Project Summary: As mammalian cells prepare to divide, the abscission checkpoint checks for residual mitotic errors and delays abscission until the checkpoint is satisfied. Cells then complete cytokinesis and the two daughter cells are irreversibly separated.

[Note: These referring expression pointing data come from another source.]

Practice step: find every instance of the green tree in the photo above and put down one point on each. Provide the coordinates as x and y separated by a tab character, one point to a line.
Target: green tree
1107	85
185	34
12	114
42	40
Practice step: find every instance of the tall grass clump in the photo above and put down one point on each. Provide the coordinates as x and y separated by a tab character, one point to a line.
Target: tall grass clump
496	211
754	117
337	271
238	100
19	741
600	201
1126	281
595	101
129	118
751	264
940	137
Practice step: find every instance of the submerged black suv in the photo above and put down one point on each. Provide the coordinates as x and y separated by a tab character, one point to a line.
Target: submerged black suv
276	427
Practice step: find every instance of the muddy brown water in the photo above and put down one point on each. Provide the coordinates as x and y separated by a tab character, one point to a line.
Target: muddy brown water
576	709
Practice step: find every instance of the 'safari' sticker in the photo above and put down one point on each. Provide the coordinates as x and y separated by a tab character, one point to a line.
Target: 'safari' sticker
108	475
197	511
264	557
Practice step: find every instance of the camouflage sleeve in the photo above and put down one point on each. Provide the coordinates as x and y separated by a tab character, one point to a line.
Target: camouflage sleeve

Recent work has shown that loss of the abscission checkpoint leads to accumulation of DNA damage and correlates with a predisposition to several different types of human cancer, indicating the checkpoint plays an important protective role. Although we lack a complete understanding of checkpoint signaling, it is already clear that the Endosomal Sorting Complexes Required for Transport (ESCRTs) are a key regulatory target of the checkpoint. During cytokinesis, ESCRT complexes are recruited to and function in the midbody between the dividing cells, where they constrict the membrane and mediate daughter cell separation. However, these ESCRT activities must be negatively regulated to prevent abscission until the checkpoint is satisfied. We have recently identified the protease Calpain-7 as a novel and essential checkpoint component. In preliminary studies, we have characterized how the Calpain-7 MIT domain binds the ESCRT-III protein IST1, determined the structure of the relevant Calpain-7 MIT-IST1 complex, identified point mutations that inhibit this interaction, shown that IST1 recruits Calpain-7 to the midbody, and demonstrated that Calpain-7 catalytic activity and ESCRT-III binding are required to maintain the abscission checkpoint. We now propose to gain a mechanistic understanding of how Calpain-7 maintains the checkpoint by identifying substrates of Calpain-7 proteolysis and characterizing their functions (Aim 1) and by performing biochemical and structural analyses of Calpain-7 regulation (Aim 2). Experiments in Aim 1 will utilize an unbiased, proximity-based TurboID/mass spectrometry approach to identify candidate Calpain-7 substrates. These candidates will then be validated by testing for Calpain-7 processing in vitro and characterizing their roles in abscission checkpoint maintenance in cultured cells. Experiments in Aim 2 will provide structural and biochemical insights into Calpain-7 regulation, including the mechanism of autoinhibition and the role of protein oligomerization in IST1 binding and midbody recruitment. Together, these studies will provide important new mechanistic insights into the regulatory networks and midbody assemblies that arrest cell division in response to mitotic errors.

项目概要： 当哺乳动物细胞准备分裂时，分裂检查点检查残留的有丝分裂错误和延迟 直到检查点满足为止。然后细胞完成胞质分裂， 不可逆转的分离最近的研究表明，失去了发射检查点， DNA损伤，并与几种不同类型的人类癌症的易感性相关，表明 检查点起着重要的保护作用。尽管我们对检查点缺乏全面的了解， 在信号传导中，已经清楚的是，转运所需的内体分选复合物（ESCRT）是一个关键的信号传导途径。 检查站的监管目标。在胞质分裂期间，ESCRT复合物被募集到细胞中并在细胞中发挥作用。 在分裂细胞之间的中间体，在那里它们收缩膜并介导子细胞分离。 然而，这些ESCRT活动必须受到负调控，以防止在检查点被激活之前发生解离。 满意我们最近已经确定蛋白酶Calpain-7作为一种新的和必不可少的检查点组件。在 在初步研究中，我们已经表征了钙蛋白酶-7 MIT结构域如何结合ESCRT-III蛋白IST 1， 确定了相关的Calpain-7 MIT-IST 1复合物的结构，确定了抑制这种复合物的点突变， 相互作用，表明IST 1招募钙蛋白酶-7到中间体，并证明钙蛋白酶-7的催化活性， 和ESCRT-III结合是维持解离检查点所必需的。我们现在建议获得一个 通过识别钙蛋白酶-7的底物，了解钙蛋白酶-7如何维持检查点 蛋白水解和表征其功能（目的1），并通过进行生化和结构分析， 钙蛋白酶-7调节（目的2）。目标1中的实验将利用无偏的、基于邻近度的TurboID/mass 光谱方法鉴定候选钙蛋白酶-7底物。然后，这些候选人将通过 在体外测试Calpain-7的加工，并表征它们在维持细胞凋亡检查点中的作用。 培养细胞目标2中的实验将提供对钙蛋白酶-7调节的结构和生化见解， 包括自抑制机制和蛋白寡聚化在IST 1结合和中间体中的作用 招聘总之，这些研究将为调节网络提供重要的新机制见解 以及响应有丝分裂错误而阻止细胞分裂的中间体组装。